Foto tersebut berhasil mengudara. Seketika mendapat like dari banyak pengikutnya. Termasuk Rajasa. Selama ini, Rajasa selalu memantau dengan akun lain. Akun yang tidak menunjukkan jika itu dirinya. Sejak Anelis berubah, Rajasa memilih mengamati setiap gerak gerik istrinya dari jauh.
Anelis menutup ponselnya lalu meletakkan pada meja dekat lampu. Ia membuat lampu menjadi remang. Rajasa paham betul. Setelah ini pasti Anelis akan membalikkan badan. Menarik selimut, beringsut dan terlelap. Rajasa tak ingin mencobanya. Meskipun hari ini ia diingatkan lagi lewat penjual batik. Laki-laki itu pun meletakan ponselnya juga. Membiarkan hening menguasai di malam ini. Ia merebahkan diri tanpa menggeser tubuhnya untuk lebih dekat lagi. Anelis menarik selimut, tetap menghadap Rajasa dengan mata terpejam.
"Mas," ucapnya lirih.
"Apa, Ne," jawab Rajasa juga lirih.
"Malam ini aku siap, Mas. Bantu aku," pintanya pelan. Rajasa menoleh, mencari mata Anelis untuk meyakinkan diri. Perempuan itu pura-pura tidur, dengan tangannya menggengam tangan Rajasa.
"Mas, pintunya tutup, Mas. Dingin," ujar Anelis dengan posisi sama. Rajasa tak berkata-kata lagi. Ia memeluk mesra wanita pujaannya. Degup jakeduanya begitu terasa. Anelis menenggelamkan kepala pada dada bidang milik Rajasa.
"Kamu yakin, Ne?" tanya Rajasa. Ia tak mau membuat Anelis tak nyaman. Anelis mengangguk yakin.
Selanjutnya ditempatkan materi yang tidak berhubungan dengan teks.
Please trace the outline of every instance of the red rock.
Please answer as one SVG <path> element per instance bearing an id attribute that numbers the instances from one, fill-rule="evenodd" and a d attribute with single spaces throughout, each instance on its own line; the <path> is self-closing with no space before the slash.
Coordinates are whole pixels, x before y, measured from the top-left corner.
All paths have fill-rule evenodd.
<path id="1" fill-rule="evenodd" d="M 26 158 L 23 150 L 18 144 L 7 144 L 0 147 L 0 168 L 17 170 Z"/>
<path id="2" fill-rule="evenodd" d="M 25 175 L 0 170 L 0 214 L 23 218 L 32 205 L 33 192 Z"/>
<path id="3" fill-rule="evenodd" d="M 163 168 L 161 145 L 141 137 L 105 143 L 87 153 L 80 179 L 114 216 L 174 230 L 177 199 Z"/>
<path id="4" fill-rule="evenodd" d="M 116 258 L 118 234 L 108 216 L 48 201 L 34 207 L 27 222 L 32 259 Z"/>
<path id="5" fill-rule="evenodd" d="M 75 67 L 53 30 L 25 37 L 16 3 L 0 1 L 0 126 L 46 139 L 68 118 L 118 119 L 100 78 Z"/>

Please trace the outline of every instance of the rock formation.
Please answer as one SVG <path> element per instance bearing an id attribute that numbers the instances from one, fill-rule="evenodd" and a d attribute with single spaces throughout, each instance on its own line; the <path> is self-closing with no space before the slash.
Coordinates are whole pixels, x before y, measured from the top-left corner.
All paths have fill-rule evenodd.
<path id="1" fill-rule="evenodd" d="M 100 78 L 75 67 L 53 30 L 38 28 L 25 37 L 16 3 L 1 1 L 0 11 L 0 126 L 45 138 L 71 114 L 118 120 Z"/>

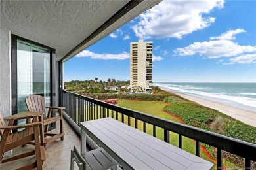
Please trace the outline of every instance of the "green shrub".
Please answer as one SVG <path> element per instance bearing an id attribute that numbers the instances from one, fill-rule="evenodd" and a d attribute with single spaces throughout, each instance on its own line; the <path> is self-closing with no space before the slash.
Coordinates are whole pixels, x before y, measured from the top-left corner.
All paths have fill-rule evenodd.
<path id="1" fill-rule="evenodd" d="M 175 96 L 175 95 L 171 95 L 166 97 L 163 101 L 165 103 L 185 103 L 187 102 L 188 100 L 180 97 L 180 96 Z"/>
<path id="2" fill-rule="evenodd" d="M 106 100 L 119 98 L 119 99 L 127 100 L 142 100 L 142 101 L 163 101 L 164 98 L 169 94 L 83 94 L 85 96 L 99 99 Z"/>
<path id="3" fill-rule="evenodd" d="M 163 109 L 165 111 L 179 116 L 184 124 L 211 131 L 208 126 L 221 112 L 194 102 L 173 103 Z"/>
<path id="4" fill-rule="evenodd" d="M 256 128 L 216 110 L 194 102 L 173 103 L 163 110 L 185 124 L 256 144 Z"/>

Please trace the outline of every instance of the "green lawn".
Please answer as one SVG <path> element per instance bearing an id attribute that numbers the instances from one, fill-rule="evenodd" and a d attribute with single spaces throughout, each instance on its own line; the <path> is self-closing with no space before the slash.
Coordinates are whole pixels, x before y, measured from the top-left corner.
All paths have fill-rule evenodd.
<path id="1" fill-rule="evenodd" d="M 118 106 L 130 109 L 132 110 L 137 110 L 144 113 L 146 113 L 150 115 L 160 117 L 171 121 L 175 121 L 179 122 L 179 120 L 170 116 L 168 113 L 163 112 L 163 107 L 166 104 L 162 101 L 132 101 L 132 100 L 124 100 L 123 99 L 121 102 L 118 103 Z M 116 113 L 114 113 L 114 118 L 116 118 Z M 121 120 L 121 114 L 119 116 L 118 119 Z M 127 117 L 125 116 L 125 123 L 127 124 Z M 131 126 L 135 127 L 134 126 L 134 119 L 131 119 Z M 143 123 L 141 121 L 138 122 L 138 129 L 143 131 Z M 148 134 L 152 135 L 152 129 L 153 127 L 152 125 L 147 124 L 146 126 L 146 132 Z M 163 129 L 160 128 L 157 128 L 157 137 L 161 140 L 163 140 Z M 170 132 L 170 143 L 176 146 L 178 146 L 178 134 Z M 195 154 L 195 142 L 193 141 L 191 139 L 187 137 L 183 137 L 183 149 L 186 150 L 193 154 Z M 214 163 L 213 169 L 217 169 L 217 165 L 212 160 L 211 160 L 205 154 L 205 153 L 201 150 L 200 157 L 203 159 L 205 159 L 208 161 L 210 161 Z M 227 162 L 224 160 L 223 160 L 223 164 L 226 167 L 232 167 L 233 165 L 230 162 Z"/>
Perlahan, Rajasa mengusap lembut rambut Anelis. Saat itu juga aroma sampo menguar. Semerbak wangi. Sepertinya malam ini Rajasa tak bisa lagi lebih lama menanti. Anelis menggeliat. Ia biarkan sengatan hangat menjalar ke sekujur badan. Luapan cinta, kesabaran dan keresahan menjadi satu. Terlalu lama Anelis mengurung diri dalam nestapa. Tak berani jujur pada dirinya juga Rajasa. Laki-laki itu pun mengambil alih tubuh Anelis. Hingga semua rasa tersampaikan, mata Anelis berkaca. Ia tak merasakan nyaman seperti yang dibilang banyak wanita. Justru dirinya mendera luka. Air mata membasahi pipinya. Tangannya terkulai lemah. Ia kehilangan kesadarannya. Rajasa menghentikan aktivitasnya sejenak, mengamati Anelis yang tiba-tiba terdiam.
"Ne, Ne, hey! Anelis, kamu bisa dengar aku, ‘kan!" Rajasa menepuk pipi Anelis. Wajah Anelis kaku. Mulutnya sedikit terbuka. Dengan cepat Rajasa meraih segelas air di dekat ranjang, meneteskannya ke mulut Anelis.
"Ne, Ne, kamu baik-baik saja, Ne?" Rajasa panik. Bingung apa yang harus dilakukan.
“Tenang, kamu harus tenang Rajasa. Jangan panic,” ucap Rajasa pada dirinya.
Melihat mulut Anelis terbuka, Rajasa mencoba memberi napas buatan untuk istrinya. Satu kali, dua kali, Anelis tak merespon. Ke tiga kalinya dengan tenaga lebih Anelis berjingkat, tersadar. Ia mengambil napas panjang. Dadanya kembang kempis.
"Are you oke?" tanya Rajasa lagi. Laki-laki itu sangat mengkhawatirkan keadaan istrinya. Anelis mengangguk lemah. Bulir bening mengalir deras dari pelupuk matanya. Ia menangis tanpa menyadarinya.
Ada sesal di hati Rajasa. Sekarang ia paham kenapa istrinya begitu takut berhubungan badan. Trauma. Anelis memiliki trauma. Rajasa tak berpikir negatif, ia meyakinkan dirinya Anelis belum pernah melakukan ini semua. Tetap dirinya lah yang pertama bersama Anelis. Rajasa tak kuasa melihat Anelis begitu lara. Ia mendekap tubuh ringkih itu.
"Maafin aku Ne, maafin aku. Aku nggak pernah tahu. Maafin aku," sesal Rajasa. Perempuan dalam pelukannya mengangguk.
Ini bukan karena Rajasa, tapi karena dirinya sendiri. Isak Anelis tak terelakan lagi. Malam ini Anelis membuka diri untuk berbagi rasa sakit dengan Rajasa yang begitu mencintainya. Hanyut dalam dekap erat lelaki pilihannya.